Wearing Wild jerseys, the four sheepishly told the players of their four-city Wild adventure; the players were amazed, and posed for pictures.

A short time later, the travelers were pressed against the glass watching pregame warmups. Grandgenett kept yelling, "Starbucks;" Parise and Porter began laughing, and Porter flipped Grandgenett a puck, which he handed to a little kid.

In the second period, after Parise scored his second goal, Holloway, not wearing a hat, sprinted to the Nationwide Arena store to "buy the ugliest Blue Jackets hat I could find" in anticipation of a hat trick.

For $30 Holloway earned the right to throw that blue hat with a cannon on the front onto the ice after Parise scored an empty netter.

The friends finally made it back to the Twin Cities on Wednesday night, slowed a bit by being pulled over in Indiana.

They said seeing the different rinks and cities was the highlight of the trip.
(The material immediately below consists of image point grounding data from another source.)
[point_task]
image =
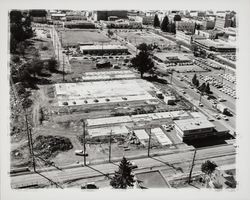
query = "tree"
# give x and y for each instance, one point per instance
(208, 167)
(143, 62)
(173, 28)
(123, 178)
(177, 18)
(164, 24)
(202, 88)
(20, 29)
(207, 90)
(52, 64)
(197, 83)
(156, 21)
(194, 79)
(110, 33)
(143, 47)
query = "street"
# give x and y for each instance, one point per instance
(169, 161)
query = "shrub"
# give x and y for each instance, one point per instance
(44, 48)
(65, 103)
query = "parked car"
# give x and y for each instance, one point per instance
(89, 186)
(80, 153)
(133, 165)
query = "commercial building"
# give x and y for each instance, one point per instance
(148, 20)
(223, 20)
(185, 26)
(70, 17)
(194, 13)
(79, 24)
(171, 58)
(183, 36)
(58, 16)
(105, 14)
(122, 24)
(209, 34)
(39, 16)
(194, 128)
(215, 45)
(101, 49)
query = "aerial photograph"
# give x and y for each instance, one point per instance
(122, 99)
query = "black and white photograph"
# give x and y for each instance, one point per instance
(124, 98)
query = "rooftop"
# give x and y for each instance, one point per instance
(171, 56)
(215, 43)
(194, 124)
(97, 47)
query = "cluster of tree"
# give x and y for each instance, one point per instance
(156, 21)
(195, 81)
(168, 27)
(123, 178)
(31, 69)
(38, 13)
(20, 30)
(110, 33)
(147, 47)
(204, 88)
(143, 61)
(198, 52)
(208, 167)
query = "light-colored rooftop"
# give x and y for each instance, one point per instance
(194, 124)
(214, 43)
(161, 137)
(166, 56)
(100, 47)
(105, 131)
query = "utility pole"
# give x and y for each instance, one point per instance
(223, 74)
(200, 97)
(171, 76)
(149, 141)
(63, 68)
(58, 52)
(27, 128)
(191, 170)
(32, 152)
(110, 146)
(84, 142)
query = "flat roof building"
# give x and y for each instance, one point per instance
(194, 128)
(215, 45)
(171, 58)
(185, 26)
(105, 14)
(107, 48)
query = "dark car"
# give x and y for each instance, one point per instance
(89, 186)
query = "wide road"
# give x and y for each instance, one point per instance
(193, 97)
(169, 161)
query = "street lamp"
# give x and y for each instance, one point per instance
(223, 74)
(110, 145)
(84, 142)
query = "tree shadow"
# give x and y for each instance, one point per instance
(107, 175)
(50, 180)
(170, 165)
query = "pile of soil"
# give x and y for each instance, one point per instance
(50, 146)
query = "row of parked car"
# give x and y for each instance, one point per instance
(208, 63)
(229, 77)
(223, 87)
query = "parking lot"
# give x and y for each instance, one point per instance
(74, 37)
(137, 37)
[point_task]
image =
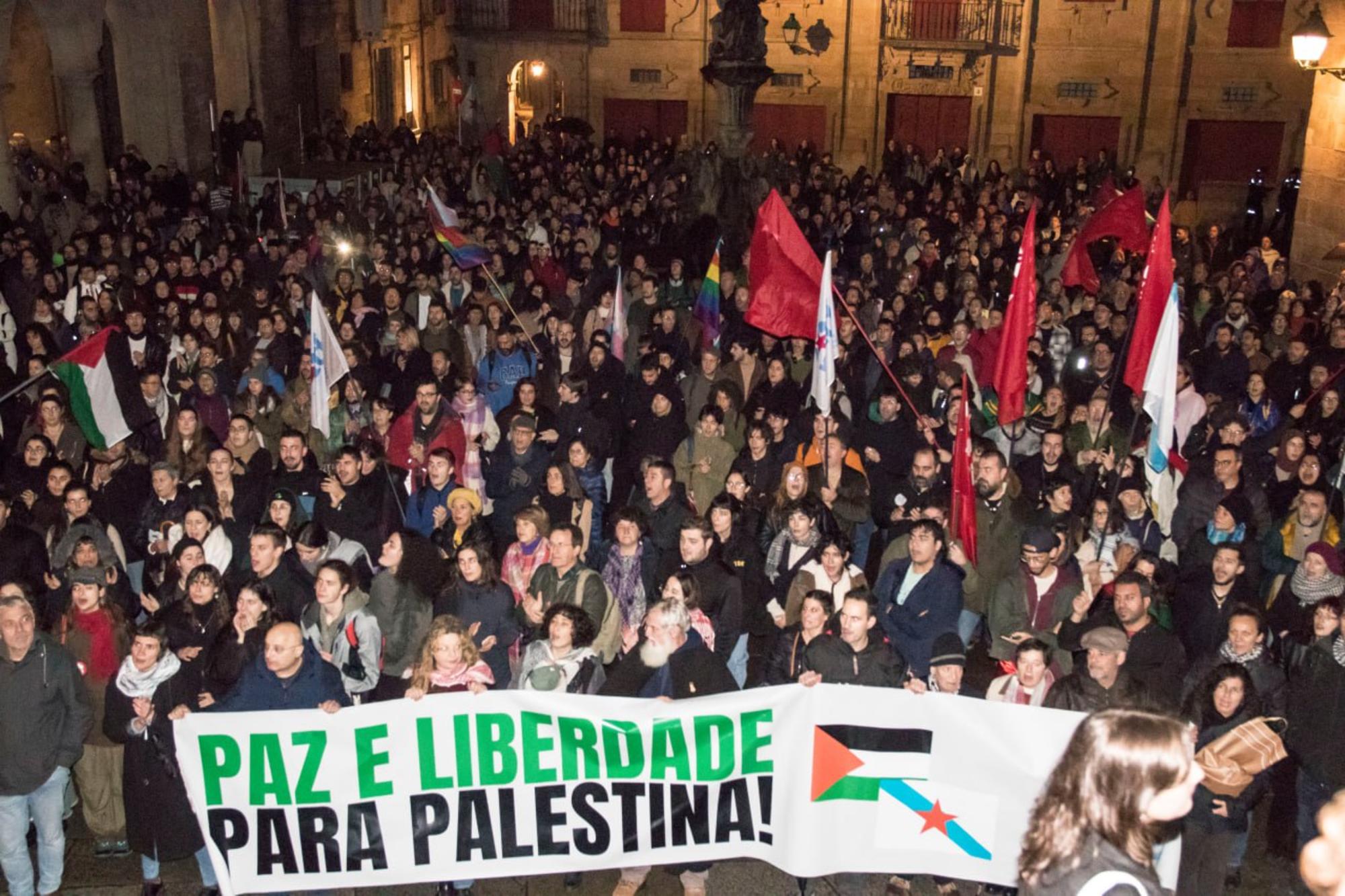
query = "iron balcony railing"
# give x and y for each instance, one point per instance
(572, 17)
(985, 25)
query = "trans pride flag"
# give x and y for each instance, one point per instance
(461, 249)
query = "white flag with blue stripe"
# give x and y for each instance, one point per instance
(329, 366)
(825, 345)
They were blown away by how cool Columbus was and loved the Panthers' BB&T Center.

"I wished I lived there," Hanson said. "The arena is really nice and the tickets are dirt cheap."

They kept a spreadsheet with all their expenses. With hotels, tickets, food and gas, they spent well more than $2,000.

The friends hope to make this an annual thing.

"We joked we're going to send our expense report to [Wild owner] Craig Leipold," Hanson said.